It is known as the Crimes (Appeal and Review) Amendment (Double Jeopardy) Bill 2019 and for the families of the three children murdered in Bowraville 30 years ago, there is a lot riding on it.
The bill, which was tabled by Greens MP David Shoebridge in NSW Parliament in May, seeks to expand the definition of fresh evidence, which would allow a second retrial application to be made in exceptional circumstances.
It is currently with the Standing Committee on Law and Justice for inquiry and report ... and hence the request for submissions.

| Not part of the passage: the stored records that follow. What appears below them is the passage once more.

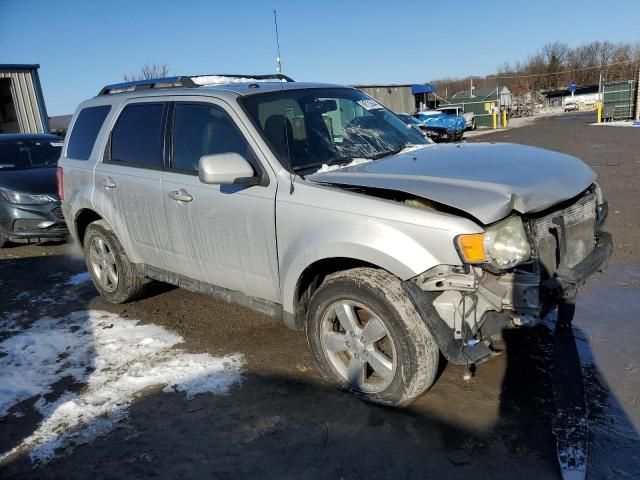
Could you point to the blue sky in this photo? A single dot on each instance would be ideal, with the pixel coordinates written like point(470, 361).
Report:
point(83, 45)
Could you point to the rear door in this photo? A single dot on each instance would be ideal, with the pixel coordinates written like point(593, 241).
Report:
point(127, 181)
point(220, 234)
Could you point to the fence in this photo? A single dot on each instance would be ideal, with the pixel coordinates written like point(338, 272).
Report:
point(619, 100)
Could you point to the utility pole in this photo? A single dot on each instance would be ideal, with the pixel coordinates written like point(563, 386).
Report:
point(638, 96)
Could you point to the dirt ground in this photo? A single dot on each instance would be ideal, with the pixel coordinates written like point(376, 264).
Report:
point(283, 421)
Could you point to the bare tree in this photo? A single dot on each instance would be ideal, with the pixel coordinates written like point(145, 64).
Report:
point(150, 70)
point(555, 64)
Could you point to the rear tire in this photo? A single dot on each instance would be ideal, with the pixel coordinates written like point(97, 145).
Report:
point(355, 306)
point(112, 273)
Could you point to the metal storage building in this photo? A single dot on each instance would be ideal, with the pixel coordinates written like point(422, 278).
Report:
point(22, 108)
point(483, 103)
point(397, 98)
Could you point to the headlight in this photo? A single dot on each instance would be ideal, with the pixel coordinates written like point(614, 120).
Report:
point(12, 196)
point(503, 245)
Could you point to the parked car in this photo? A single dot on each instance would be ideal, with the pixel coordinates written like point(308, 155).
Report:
point(314, 204)
point(570, 107)
point(469, 117)
point(417, 124)
point(444, 128)
point(29, 204)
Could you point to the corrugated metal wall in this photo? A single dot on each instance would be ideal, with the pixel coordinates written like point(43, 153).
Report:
point(24, 90)
point(397, 98)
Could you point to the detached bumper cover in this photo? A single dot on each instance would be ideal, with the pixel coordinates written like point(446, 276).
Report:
point(23, 222)
point(567, 280)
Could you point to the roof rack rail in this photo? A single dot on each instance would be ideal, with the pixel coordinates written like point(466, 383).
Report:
point(190, 81)
point(166, 82)
point(247, 77)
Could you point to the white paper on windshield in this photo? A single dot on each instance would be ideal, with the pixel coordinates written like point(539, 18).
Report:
point(369, 104)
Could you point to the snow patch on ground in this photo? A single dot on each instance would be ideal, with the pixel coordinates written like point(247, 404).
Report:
point(617, 123)
point(115, 360)
point(79, 278)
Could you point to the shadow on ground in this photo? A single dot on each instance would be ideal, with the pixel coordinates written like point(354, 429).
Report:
point(291, 425)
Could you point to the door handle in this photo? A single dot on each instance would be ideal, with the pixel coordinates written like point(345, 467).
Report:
point(107, 182)
point(180, 195)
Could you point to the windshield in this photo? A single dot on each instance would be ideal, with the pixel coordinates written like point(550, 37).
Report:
point(311, 127)
point(29, 153)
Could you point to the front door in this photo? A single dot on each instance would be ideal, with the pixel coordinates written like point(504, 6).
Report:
point(220, 234)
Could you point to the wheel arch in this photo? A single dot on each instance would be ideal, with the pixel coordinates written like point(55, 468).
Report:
point(83, 218)
point(306, 275)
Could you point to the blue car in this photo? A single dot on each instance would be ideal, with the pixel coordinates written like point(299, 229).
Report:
point(444, 127)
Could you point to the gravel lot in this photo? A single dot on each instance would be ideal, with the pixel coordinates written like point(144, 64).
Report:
point(282, 421)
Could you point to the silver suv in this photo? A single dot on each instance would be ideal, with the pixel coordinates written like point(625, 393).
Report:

In an interview with the Guardian Mr Shoebridge said he strongly encouraged anyone who was concerned about the double jeopardy laws to write a submission ... no matter how simple or complex.
"These laws don't always deliver justice," Mr Shoebridge said.
"And I would particularly encourage members of the legal community to consider this because there is more than one view in the legal community about these laws."
He said while some held "absolute views" about double jeopardy, there were others, like himself, who believed "the system can misfire" and that needs to be recognised in the law.
"I don't believe it is black and white."
In layman's terms, the amendment seeks to allow evidence to be viewed as 'fresh' if it was previously provided to a court, but rejected because of tough rules. If those rules have now changed, then the evidence would be seen as 'fresh' if presented at a later trial.
He said he and other committee members were in Bowraville on Monday for a private briefing with the families, and he thanked his colleagues for that.
"This is an inquiry into my bill to reform double jeopardy law ... but there may well be alternative ways of obtaining the same result, which is why I for one encourage all ideas."